Il leva le nez de son bureau.  Rejeta sa casquette en arrière.  Il regarda dans la direction de Maurepas qu'il ne reconnut pas tout de suite.  Intrigué, il s'approcha.

« Tiens, c'est ton père qui t'envoie ? Mais j'ai rien pour lui, je crois bien ! Attends, je vais vérifier. »

- Non…

Lucien n'avait pas écouté la réponse.  Quand il avait une idée en tête, il la suivait vaille que vaille. Il revint quelques instants plus tard en se grattant la tête. 

- C'est bien ce que je pensais.   Y-a rien. 

- Je veux juste savoir si la micheline aura du retard. 

- À la montée ou bien à la descente. 

- À la descente. 

- C'est la marraine qui vient faire une visite à ton père ?

- Non. C'est pour moi, je pars pour la ville. 

À cet instant, Lucien remarqua la présence de la valise aux pieds de Maurepas.  Il se gratta la tête à nouveau. 

- Tu t'as fâché avec le vieux ?

- Non.  

- Il est au courant que tu y vas. 

- Oui, mentit Maurepas.  

Lucien n'insista pas. 

- La micheline sera un peu en retard, à cause des moutons sur la voie. Le temps de les faire déguerpir.

- Les bergers continuent d'emmerder les chemins de fer. Pourquoi vous ne voulez pas négocier avec eux. 

- Parce qu'ils ont insultés les fonctionnaires.

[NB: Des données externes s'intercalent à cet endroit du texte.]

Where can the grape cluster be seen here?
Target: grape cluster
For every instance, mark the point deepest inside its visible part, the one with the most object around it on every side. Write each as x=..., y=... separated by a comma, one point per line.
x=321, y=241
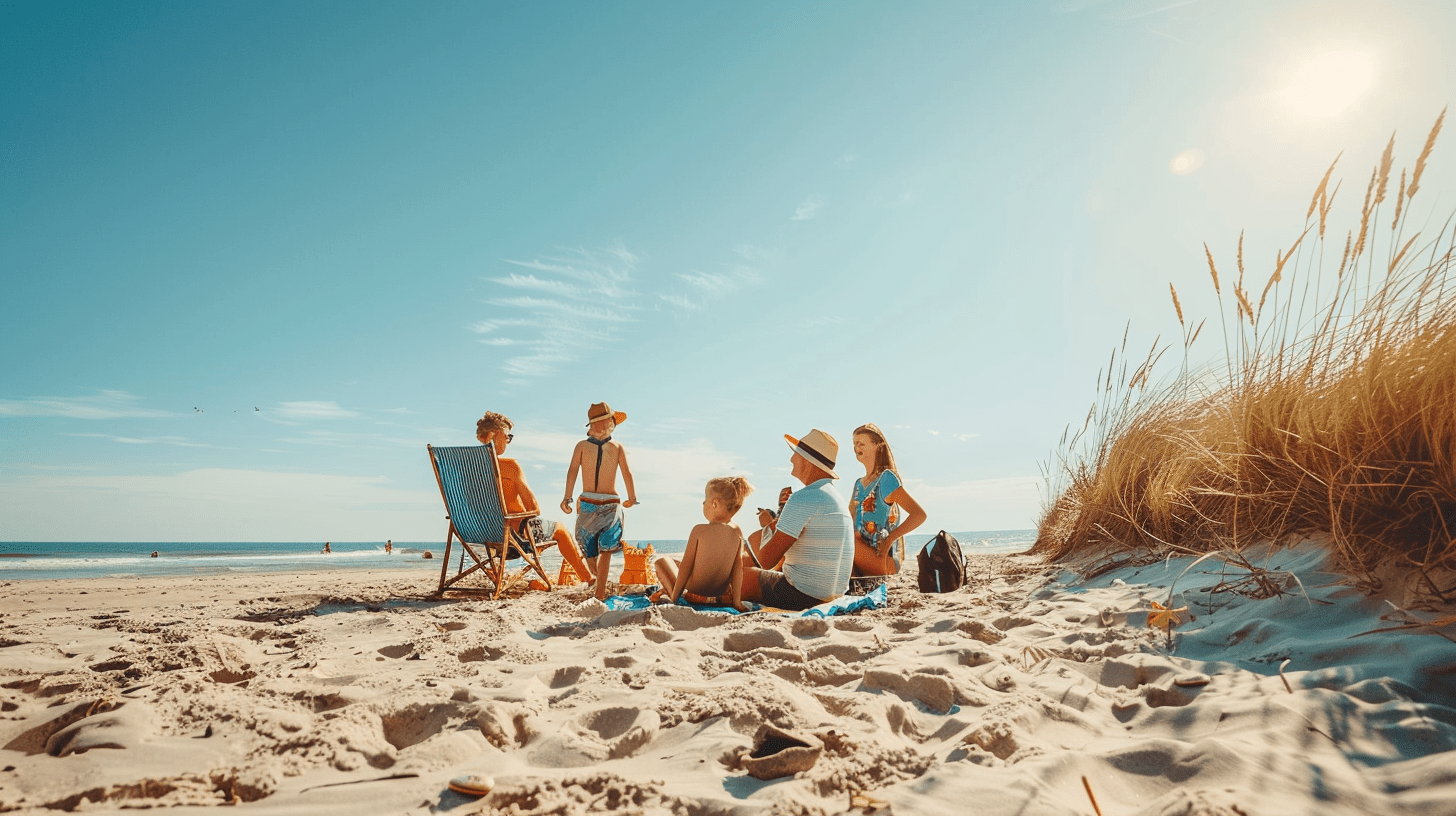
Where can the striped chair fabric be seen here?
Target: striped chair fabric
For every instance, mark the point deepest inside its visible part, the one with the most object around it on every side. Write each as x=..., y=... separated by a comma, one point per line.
x=471, y=485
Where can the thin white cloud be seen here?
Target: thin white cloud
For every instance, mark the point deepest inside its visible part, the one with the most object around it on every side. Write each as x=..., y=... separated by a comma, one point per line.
x=172, y=440
x=208, y=504
x=562, y=308
x=756, y=254
x=709, y=283
x=312, y=410
x=105, y=405
x=808, y=209
x=680, y=302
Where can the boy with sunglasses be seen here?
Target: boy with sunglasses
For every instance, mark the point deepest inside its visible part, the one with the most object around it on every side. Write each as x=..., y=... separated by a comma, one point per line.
x=495, y=430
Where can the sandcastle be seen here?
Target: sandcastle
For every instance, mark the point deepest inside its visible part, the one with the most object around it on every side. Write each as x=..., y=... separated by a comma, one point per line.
x=637, y=566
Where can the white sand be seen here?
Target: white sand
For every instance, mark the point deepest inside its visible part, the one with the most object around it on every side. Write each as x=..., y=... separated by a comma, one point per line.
x=995, y=700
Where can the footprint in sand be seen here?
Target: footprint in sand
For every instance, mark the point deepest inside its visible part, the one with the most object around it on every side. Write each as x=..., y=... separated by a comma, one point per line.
x=564, y=676
x=596, y=736
x=756, y=638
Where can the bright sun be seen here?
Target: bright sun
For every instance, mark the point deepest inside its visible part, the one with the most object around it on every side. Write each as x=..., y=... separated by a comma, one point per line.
x=1328, y=83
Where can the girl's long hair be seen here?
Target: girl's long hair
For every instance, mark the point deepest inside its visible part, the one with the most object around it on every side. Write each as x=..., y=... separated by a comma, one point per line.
x=884, y=459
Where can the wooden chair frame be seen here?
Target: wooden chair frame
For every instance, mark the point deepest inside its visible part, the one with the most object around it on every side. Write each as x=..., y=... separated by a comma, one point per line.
x=489, y=557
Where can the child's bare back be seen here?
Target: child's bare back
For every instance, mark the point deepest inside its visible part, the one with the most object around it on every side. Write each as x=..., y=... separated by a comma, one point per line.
x=717, y=554
x=599, y=461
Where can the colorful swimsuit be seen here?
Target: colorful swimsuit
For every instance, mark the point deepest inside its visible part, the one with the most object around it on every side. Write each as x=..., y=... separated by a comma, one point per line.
x=874, y=513
x=599, y=523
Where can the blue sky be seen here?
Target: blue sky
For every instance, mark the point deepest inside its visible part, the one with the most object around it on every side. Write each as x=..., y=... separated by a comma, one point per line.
x=258, y=255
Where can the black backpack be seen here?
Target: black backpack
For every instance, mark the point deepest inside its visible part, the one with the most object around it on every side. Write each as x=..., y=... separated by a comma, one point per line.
x=942, y=564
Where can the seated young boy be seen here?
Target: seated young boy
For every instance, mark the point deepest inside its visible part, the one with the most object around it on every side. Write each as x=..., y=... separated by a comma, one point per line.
x=494, y=429
x=711, y=570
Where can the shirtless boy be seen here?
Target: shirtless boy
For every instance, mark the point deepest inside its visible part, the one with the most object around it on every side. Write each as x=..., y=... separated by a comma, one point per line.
x=711, y=570
x=599, y=520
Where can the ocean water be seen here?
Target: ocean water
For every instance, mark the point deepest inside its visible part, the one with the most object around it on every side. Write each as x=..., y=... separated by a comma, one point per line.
x=28, y=560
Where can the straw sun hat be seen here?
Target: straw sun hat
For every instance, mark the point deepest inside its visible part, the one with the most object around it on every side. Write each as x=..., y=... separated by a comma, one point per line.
x=603, y=411
x=819, y=448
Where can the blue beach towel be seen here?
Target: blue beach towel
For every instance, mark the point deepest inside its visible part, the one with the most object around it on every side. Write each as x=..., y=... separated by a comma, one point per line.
x=842, y=605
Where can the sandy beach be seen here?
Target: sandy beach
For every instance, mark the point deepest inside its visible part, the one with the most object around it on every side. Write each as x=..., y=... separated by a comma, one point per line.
x=1015, y=695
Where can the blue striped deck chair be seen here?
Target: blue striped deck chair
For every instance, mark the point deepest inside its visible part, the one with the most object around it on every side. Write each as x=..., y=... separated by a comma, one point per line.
x=471, y=487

- Mais c'était à la fête de la cocarde d'y a cinq ans.

- Je viens pas me mêler de savoir vos affaires là-haut.  Alors toi et ta valise faites pas perdre de temps au fonctionnaire. 

Lucien s'arrêta net. Ce n'était pas son genre.  La tirade sur les fonctionnaires pouvait durer jusqu'à l'arrivée de la micheline, retard compris. Maurepas en était à regretter sa question quand il vit Lucien qui ne mouftait plus, les yeux écarquillés. Il mit un peu de temps à comprendre que la suite se déroulait dans son dos. 

- Tu ne vas pas aussi en ville ?

La question s'adressait à Solange qui venait de pénétrer dans la petite gare de Saint-Cernin. Une gare à peine grande comme une bicoque. En briques avec une pièce unique à l'étage.  Elle était noyée dans la végétation qui s'agrippait aux murs. Les épineux courraient le long de la barrière en bois qui délimitait un petit jardin dans lequel Luce faisait pousser le nécessaire pour la consommation quotidienne.  Une cheminée grimpait sur le côté. À la base, on avait pratiqué une ouverture pour faire un fourneau. Prévu pour le pain, jamais il n'avait servi. Les chats y avaient élu domicile.

- Pas du tout, je viens dire en revoir. 

Lucien constata que Solange n'avait effectivement pas de bagages.  Elle avait sa robe à fleurs, un joli nœud dans les cheveux et un paquet dans la main.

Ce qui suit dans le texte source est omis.